Private festivals are generally those associated with a ticket purchase or entry fee and organized by private business and not-for-profit associations. Music festivals and food festivals are common examples. Well-run private festivals can feature many of the benefits of public festivals however accessibility considerations are more discretionary. Venues can often be much more crowded, lack fixed accessible infrastructure (i.e. ramps and accessible washrooms) and are often not on major transit lines. Ottawa’s Blues Festival and City Folk Festival are two examples for consideration. They are urban festivals, held on public lands within the city where level surface is available, signage is well done, accessible infrastructure services are available and they are served but public transit. Concurrently, crowd management has been an issue at times and no priority access to performances for visual limitations is provided. Wheelchair platforms are again usually placed at the back of venues.

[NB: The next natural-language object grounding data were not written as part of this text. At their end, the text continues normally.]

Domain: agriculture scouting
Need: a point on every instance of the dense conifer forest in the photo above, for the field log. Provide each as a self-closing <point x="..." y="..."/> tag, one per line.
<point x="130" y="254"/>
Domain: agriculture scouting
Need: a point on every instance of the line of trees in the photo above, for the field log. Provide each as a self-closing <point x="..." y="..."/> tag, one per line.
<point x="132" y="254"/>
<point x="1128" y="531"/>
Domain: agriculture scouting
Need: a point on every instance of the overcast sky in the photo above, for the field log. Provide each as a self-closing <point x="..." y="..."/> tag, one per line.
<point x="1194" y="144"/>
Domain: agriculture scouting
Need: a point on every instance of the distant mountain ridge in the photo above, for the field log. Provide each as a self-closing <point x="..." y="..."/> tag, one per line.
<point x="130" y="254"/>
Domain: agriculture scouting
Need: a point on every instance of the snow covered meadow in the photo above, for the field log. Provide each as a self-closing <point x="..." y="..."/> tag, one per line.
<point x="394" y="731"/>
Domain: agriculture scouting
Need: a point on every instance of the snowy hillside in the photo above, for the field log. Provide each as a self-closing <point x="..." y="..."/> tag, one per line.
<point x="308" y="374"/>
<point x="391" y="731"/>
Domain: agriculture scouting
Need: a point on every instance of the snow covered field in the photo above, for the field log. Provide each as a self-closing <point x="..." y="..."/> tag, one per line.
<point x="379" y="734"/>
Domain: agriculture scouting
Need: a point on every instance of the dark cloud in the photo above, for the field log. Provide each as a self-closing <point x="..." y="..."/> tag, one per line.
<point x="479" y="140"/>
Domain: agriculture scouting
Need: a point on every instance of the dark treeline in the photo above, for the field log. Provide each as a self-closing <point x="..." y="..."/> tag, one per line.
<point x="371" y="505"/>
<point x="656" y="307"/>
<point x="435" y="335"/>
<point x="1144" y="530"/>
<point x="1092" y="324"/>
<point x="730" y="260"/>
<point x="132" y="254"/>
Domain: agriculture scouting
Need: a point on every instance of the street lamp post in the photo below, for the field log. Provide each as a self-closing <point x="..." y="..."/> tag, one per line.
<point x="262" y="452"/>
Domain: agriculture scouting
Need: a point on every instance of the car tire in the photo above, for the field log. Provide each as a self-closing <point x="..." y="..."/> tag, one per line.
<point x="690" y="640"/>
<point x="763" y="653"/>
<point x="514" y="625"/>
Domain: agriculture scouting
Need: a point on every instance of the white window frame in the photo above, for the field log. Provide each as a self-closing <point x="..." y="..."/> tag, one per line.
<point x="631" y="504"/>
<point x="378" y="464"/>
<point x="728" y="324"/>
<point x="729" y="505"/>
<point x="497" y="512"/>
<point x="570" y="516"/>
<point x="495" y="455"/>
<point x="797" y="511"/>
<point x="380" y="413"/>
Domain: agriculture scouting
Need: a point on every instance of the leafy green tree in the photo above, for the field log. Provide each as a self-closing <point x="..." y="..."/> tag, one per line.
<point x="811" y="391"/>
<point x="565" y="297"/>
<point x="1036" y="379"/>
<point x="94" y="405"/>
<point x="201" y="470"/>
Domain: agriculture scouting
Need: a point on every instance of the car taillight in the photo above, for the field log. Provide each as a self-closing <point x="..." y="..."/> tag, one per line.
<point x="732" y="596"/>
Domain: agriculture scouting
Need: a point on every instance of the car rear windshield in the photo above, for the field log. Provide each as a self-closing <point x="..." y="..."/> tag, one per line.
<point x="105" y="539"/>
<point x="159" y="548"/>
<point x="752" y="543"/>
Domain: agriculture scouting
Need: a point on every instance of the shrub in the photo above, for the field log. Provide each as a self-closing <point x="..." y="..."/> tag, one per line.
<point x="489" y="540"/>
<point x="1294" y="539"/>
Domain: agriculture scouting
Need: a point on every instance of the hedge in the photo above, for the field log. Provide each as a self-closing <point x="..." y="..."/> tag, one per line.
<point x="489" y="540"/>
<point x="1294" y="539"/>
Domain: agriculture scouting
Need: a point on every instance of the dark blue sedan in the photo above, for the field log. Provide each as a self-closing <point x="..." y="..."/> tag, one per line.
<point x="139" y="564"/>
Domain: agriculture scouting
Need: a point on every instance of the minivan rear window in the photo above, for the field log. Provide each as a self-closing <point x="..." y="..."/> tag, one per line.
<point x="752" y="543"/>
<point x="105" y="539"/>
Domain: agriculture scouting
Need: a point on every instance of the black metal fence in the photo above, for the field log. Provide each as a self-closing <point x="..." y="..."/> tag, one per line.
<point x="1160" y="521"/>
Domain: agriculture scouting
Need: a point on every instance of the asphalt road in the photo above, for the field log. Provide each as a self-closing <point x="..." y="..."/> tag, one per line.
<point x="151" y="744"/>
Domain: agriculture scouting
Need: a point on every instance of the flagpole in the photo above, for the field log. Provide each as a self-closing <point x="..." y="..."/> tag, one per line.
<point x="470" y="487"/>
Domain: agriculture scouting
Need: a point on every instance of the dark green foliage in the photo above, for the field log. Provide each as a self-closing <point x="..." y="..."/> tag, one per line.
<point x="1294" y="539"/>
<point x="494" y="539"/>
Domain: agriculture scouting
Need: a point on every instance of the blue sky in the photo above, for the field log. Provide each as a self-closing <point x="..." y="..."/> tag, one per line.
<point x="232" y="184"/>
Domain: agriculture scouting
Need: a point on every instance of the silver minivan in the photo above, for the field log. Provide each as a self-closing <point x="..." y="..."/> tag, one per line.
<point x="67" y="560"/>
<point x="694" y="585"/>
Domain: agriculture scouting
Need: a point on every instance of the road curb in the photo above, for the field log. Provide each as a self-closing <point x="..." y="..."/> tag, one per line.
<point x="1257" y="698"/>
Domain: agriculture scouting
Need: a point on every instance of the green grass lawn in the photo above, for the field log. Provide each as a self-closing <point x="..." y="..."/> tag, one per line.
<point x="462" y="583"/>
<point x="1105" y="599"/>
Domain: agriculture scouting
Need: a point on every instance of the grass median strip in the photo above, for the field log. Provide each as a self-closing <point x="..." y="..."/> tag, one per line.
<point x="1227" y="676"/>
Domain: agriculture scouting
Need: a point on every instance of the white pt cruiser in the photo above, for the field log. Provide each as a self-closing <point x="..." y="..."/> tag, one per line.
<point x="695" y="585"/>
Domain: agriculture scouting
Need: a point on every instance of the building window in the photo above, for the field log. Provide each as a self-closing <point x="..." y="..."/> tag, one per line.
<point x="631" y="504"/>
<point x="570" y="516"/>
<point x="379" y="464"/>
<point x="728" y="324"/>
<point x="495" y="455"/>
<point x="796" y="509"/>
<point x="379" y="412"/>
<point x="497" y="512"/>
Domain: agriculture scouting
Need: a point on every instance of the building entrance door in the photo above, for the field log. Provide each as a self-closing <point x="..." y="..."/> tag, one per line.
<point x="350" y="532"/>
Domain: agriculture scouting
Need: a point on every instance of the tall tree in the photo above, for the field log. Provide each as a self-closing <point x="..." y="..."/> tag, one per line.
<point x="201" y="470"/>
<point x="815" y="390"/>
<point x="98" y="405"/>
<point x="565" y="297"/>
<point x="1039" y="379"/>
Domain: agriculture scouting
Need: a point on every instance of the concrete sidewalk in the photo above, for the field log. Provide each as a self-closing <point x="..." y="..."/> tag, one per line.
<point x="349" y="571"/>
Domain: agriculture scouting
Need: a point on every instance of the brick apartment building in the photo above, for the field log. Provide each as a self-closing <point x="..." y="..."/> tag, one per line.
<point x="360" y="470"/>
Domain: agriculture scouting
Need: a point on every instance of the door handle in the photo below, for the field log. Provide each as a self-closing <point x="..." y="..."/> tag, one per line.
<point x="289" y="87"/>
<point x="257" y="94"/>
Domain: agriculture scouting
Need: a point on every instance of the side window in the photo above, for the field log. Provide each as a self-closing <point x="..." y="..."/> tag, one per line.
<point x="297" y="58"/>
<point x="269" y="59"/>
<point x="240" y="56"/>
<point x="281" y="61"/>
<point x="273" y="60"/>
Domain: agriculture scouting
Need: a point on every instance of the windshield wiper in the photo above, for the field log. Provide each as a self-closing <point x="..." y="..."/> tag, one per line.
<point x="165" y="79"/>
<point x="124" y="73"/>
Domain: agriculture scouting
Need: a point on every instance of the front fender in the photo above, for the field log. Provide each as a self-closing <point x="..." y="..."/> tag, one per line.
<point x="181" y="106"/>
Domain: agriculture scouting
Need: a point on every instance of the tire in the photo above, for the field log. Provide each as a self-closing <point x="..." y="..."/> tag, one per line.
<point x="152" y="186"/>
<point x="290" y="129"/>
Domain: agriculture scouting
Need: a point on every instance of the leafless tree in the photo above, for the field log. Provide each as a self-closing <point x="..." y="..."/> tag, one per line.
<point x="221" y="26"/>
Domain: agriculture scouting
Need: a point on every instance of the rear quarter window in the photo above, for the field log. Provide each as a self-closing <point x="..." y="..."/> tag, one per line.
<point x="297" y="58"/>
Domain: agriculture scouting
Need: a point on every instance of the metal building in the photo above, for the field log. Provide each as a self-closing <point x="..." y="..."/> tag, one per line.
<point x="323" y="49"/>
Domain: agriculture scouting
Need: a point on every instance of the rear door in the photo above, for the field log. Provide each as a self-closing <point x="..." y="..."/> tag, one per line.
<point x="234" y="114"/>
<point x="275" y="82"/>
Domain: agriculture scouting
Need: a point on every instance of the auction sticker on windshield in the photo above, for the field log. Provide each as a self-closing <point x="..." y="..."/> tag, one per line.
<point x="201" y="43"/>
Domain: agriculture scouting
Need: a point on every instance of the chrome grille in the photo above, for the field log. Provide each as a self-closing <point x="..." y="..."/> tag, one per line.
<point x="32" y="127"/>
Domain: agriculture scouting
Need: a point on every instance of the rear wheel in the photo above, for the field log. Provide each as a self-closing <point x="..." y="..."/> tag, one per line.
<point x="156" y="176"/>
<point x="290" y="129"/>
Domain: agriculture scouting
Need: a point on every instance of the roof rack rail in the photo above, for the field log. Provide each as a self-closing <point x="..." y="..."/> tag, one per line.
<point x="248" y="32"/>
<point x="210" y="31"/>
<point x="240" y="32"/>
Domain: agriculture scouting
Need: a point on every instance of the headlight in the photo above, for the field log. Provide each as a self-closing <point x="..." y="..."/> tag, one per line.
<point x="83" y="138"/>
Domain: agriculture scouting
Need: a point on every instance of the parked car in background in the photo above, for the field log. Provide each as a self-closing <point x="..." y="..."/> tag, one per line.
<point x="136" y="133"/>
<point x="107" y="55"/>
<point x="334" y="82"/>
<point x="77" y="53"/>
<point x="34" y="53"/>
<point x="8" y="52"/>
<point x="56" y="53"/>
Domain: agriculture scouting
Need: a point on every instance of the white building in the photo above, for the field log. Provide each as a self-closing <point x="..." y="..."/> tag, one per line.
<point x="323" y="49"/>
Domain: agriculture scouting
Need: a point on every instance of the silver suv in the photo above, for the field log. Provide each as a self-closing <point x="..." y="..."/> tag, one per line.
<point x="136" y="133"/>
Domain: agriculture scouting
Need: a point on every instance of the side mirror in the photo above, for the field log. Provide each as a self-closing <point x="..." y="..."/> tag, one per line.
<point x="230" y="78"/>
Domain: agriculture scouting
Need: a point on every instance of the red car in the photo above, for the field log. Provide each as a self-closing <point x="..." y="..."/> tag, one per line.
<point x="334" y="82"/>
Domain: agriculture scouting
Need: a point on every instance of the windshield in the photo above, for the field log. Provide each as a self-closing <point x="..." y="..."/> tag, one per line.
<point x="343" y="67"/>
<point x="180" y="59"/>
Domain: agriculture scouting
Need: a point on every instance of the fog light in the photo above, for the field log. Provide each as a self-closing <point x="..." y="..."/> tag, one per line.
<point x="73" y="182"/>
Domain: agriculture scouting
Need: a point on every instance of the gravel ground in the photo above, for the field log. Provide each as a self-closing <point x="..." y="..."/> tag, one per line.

Lastly I will describe Mosaicanada, an outdoor garden sculpture park built for the bi-centennial celebrations. This is a more mellow experience, free to access and taking place throughout the summer allowing ample time to plan a visit suited to ability and crowd levels. Since the garden was built in an already existing park it already had in place paved and packed grit footpaths and central access to public transit. Sculptures were generally quite large with descriptive plaques. Print on these panels was of decent size but could have been improved with better contrast. While they provided description in English and French, Braille was not available. An audio guide however had been developed for the exhibition and free, daily guided tours were provided. Overall I feel this exhibition did well in providing options and design features to accommodate accessibility.
Festivals and public events are a critical component to vibrant cities and community participation. These events engage all aspects of the community and thus need to be accessible and adapted to the needs of those diverse communities. Making these experiences accessible to those will low vision or other accessibility need can only serve to improve the experience for the general public.
Trained in town planning, an avid traveler and legally blind myself I write on issues and opportunities is see along my travels that could improve our cities from a visual perspective.